Table Normalization: Mapping (Index) Table for one key and many values

dobo · October 17, 2019, 6:50am

I would like to bring a table into 4th normal form, using a normalization node. This would yield great speedup for any type of workflow.

After loading my data into KNIME, a lot of that data is redundant (not normalized). Mostly there are always Key-Value combinations. But also cases where several values (hierarchies) can be mapped to a key (e.g. Company->Country->Region, each also being a Key-Value combination which results in 7 values for one key which can be associated 1:1, i.e. a mapping should take O(1)). So I should be able to extract the values and only pass the keys through the KNIME flow. This would save a lot of computation time and also memory. At the end of the flow I would then add the values back to the data structure.

The only solution I see so far would be using a Joiner node. However this seems to yield very bad performance (definitely not O(1)).

Anybody able to help me with this?

mlauber71 · October 17, 2019, 9:43am

Not exactly sure what your question is. If you want to do joins you could try and use a local database and KNIME’s generic database nodes. H2 offers the possibility of in memory DBs so given you have enough power on your machine that may speed up joins.

Otherwise you might want to upload an example of what kind of database question you have. In the end from my experience you will have to test which solution is best for you.

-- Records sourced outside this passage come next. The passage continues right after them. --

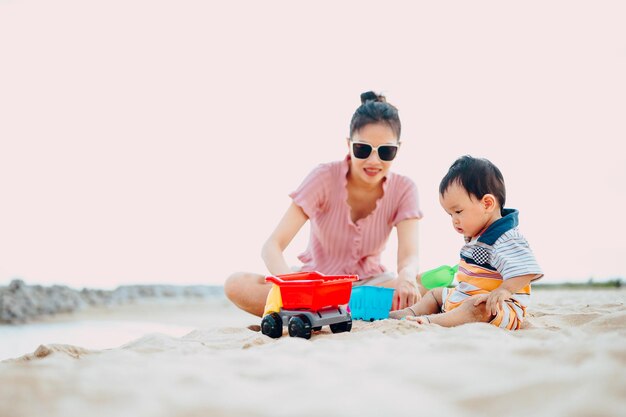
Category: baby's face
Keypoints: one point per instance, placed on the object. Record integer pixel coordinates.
(469, 215)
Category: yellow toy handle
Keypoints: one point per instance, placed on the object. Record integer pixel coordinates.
(274, 301)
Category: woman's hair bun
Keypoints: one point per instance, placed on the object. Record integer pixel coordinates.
(372, 96)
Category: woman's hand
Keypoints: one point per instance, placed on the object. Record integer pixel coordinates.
(405, 295)
(492, 300)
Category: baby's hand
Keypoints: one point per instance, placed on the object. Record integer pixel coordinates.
(494, 299)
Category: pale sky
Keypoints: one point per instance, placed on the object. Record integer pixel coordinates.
(156, 141)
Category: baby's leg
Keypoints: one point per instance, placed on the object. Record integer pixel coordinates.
(430, 303)
(467, 312)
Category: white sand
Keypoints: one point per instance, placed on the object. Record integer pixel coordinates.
(571, 361)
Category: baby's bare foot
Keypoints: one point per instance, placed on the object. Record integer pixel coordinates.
(399, 314)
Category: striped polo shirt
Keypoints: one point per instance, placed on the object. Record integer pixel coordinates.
(337, 245)
(500, 253)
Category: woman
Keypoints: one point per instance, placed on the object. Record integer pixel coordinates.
(353, 206)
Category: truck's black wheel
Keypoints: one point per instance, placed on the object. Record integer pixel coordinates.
(272, 325)
(300, 326)
(345, 326)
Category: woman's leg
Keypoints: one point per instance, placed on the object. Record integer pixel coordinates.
(467, 312)
(248, 291)
(430, 303)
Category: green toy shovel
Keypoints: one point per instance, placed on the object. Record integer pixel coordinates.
(439, 277)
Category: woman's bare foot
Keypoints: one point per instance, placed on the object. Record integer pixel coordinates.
(419, 319)
(405, 312)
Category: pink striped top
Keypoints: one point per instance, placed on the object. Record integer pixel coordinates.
(337, 245)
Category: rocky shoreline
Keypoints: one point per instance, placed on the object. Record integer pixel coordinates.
(20, 303)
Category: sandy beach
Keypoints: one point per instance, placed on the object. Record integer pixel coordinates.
(569, 361)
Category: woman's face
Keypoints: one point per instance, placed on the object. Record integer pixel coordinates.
(372, 169)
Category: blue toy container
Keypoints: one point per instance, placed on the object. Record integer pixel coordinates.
(370, 303)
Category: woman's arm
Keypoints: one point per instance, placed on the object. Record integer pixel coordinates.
(407, 292)
(272, 252)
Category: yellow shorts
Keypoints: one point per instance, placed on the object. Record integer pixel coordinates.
(510, 314)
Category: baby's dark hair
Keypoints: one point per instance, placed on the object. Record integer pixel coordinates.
(478, 176)
(375, 109)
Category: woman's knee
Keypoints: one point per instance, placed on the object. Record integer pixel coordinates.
(236, 284)
(233, 284)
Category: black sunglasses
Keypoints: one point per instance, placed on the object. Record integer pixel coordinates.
(362, 150)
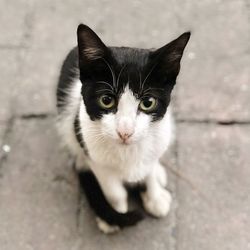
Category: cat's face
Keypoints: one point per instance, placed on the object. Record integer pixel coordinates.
(126, 90)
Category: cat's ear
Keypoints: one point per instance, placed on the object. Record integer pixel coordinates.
(169, 56)
(90, 46)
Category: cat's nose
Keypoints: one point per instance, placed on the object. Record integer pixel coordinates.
(125, 135)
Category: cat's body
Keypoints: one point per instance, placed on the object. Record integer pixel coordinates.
(114, 116)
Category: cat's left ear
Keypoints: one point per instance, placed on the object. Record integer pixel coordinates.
(168, 57)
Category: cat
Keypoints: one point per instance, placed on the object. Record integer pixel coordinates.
(115, 117)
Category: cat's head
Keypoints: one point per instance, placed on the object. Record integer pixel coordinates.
(126, 90)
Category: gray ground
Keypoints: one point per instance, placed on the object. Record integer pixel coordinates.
(209, 170)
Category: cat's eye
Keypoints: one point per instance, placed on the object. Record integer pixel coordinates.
(148, 104)
(106, 101)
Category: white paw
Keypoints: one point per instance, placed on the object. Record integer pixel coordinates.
(105, 227)
(162, 175)
(157, 206)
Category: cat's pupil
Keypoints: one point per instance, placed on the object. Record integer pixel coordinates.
(107, 100)
(147, 103)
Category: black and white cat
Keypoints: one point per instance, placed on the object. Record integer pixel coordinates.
(115, 118)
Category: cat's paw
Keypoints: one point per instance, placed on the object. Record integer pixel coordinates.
(157, 206)
(105, 227)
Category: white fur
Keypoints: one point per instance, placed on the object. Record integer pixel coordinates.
(105, 227)
(114, 161)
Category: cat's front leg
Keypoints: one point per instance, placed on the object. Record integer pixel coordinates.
(156, 199)
(114, 190)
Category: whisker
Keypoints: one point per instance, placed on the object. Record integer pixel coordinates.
(148, 75)
(106, 84)
(118, 78)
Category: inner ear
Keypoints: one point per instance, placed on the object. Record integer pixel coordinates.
(90, 46)
(167, 58)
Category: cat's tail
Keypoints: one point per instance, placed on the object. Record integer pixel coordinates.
(102, 208)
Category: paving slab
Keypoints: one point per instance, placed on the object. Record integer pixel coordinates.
(38, 190)
(37, 81)
(14, 20)
(213, 193)
(120, 23)
(214, 80)
(9, 68)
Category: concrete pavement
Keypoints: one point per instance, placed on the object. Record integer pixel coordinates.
(40, 203)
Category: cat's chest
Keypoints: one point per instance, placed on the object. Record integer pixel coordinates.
(130, 164)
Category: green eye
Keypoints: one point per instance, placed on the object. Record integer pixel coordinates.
(148, 104)
(106, 101)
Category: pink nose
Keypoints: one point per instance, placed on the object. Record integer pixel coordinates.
(125, 135)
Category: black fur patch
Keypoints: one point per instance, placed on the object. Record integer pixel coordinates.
(110, 69)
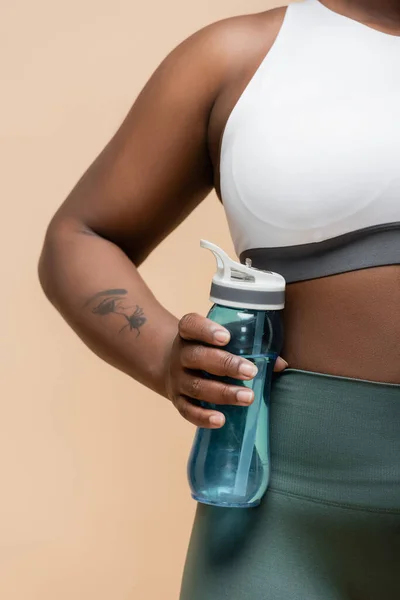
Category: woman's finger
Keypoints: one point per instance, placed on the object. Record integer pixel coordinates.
(280, 364)
(194, 386)
(216, 362)
(196, 327)
(201, 417)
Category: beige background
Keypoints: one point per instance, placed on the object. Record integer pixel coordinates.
(94, 503)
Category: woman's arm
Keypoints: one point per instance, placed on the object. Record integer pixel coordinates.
(151, 175)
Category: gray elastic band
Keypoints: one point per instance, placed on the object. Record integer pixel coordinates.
(369, 247)
(247, 296)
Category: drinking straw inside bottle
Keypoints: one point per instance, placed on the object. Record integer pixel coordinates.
(250, 432)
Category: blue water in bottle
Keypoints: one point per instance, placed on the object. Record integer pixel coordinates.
(231, 466)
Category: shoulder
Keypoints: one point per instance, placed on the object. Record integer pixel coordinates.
(217, 48)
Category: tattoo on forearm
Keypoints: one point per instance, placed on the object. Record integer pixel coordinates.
(112, 302)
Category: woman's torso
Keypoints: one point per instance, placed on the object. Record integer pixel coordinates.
(309, 123)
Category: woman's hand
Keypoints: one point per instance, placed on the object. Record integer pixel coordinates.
(191, 355)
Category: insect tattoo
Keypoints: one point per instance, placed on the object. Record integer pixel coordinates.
(113, 302)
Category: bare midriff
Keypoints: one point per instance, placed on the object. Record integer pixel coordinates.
(346, 325)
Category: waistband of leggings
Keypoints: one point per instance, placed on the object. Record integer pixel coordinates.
(336, 440)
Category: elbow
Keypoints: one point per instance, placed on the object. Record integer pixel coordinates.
(52, 257)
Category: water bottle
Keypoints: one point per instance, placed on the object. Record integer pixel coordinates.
(230, 466)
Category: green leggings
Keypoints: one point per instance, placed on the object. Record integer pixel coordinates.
(329, 526)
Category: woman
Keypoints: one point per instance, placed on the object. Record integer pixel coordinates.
(292, 116)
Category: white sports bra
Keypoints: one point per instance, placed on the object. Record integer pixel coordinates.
(310, 154)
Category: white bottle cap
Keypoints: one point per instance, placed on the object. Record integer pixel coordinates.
(242, 286)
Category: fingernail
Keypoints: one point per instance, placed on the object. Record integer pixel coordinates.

An advantage of KNIME DB nodes would be you could reuse your code with a whole range of other Databases later if you need more serious power.

dobo · October 29, 2019, 6:20am

In my example, KNIME is working as ETL tool between different systems, which means I need to transport all meta data corresponding to the records. The ETL part contains really a lot of logic (especially many Joins and GroupBy’s), which results in too much memory required, than actually needed. To ensure the proper outcome of the resulting values, I would only need the keys to be pulled through the ETL part. Here is a small extract of the data set which displays many keys and their corresponding value right next to them (e.g. key=EUR, val=Euro).

Sometimes one key has many values because there is a hierarchy behind (e.g. key=BSL, val0=Basel, val1=Switzerland, val2=Europe).

I tried to strip the values from the keys, then only process the keys through the ETL (which resulted in significantly better performance) and then at the end map the values back to the keys using a Join in order to write the proper dataset into another system. But this join to map the values back to the keys was very inefficient due to the large dataset. Since this mapping of key to value would be a O(1) operation, this task should actually be possible in only a few seconds, even for the given large dataset.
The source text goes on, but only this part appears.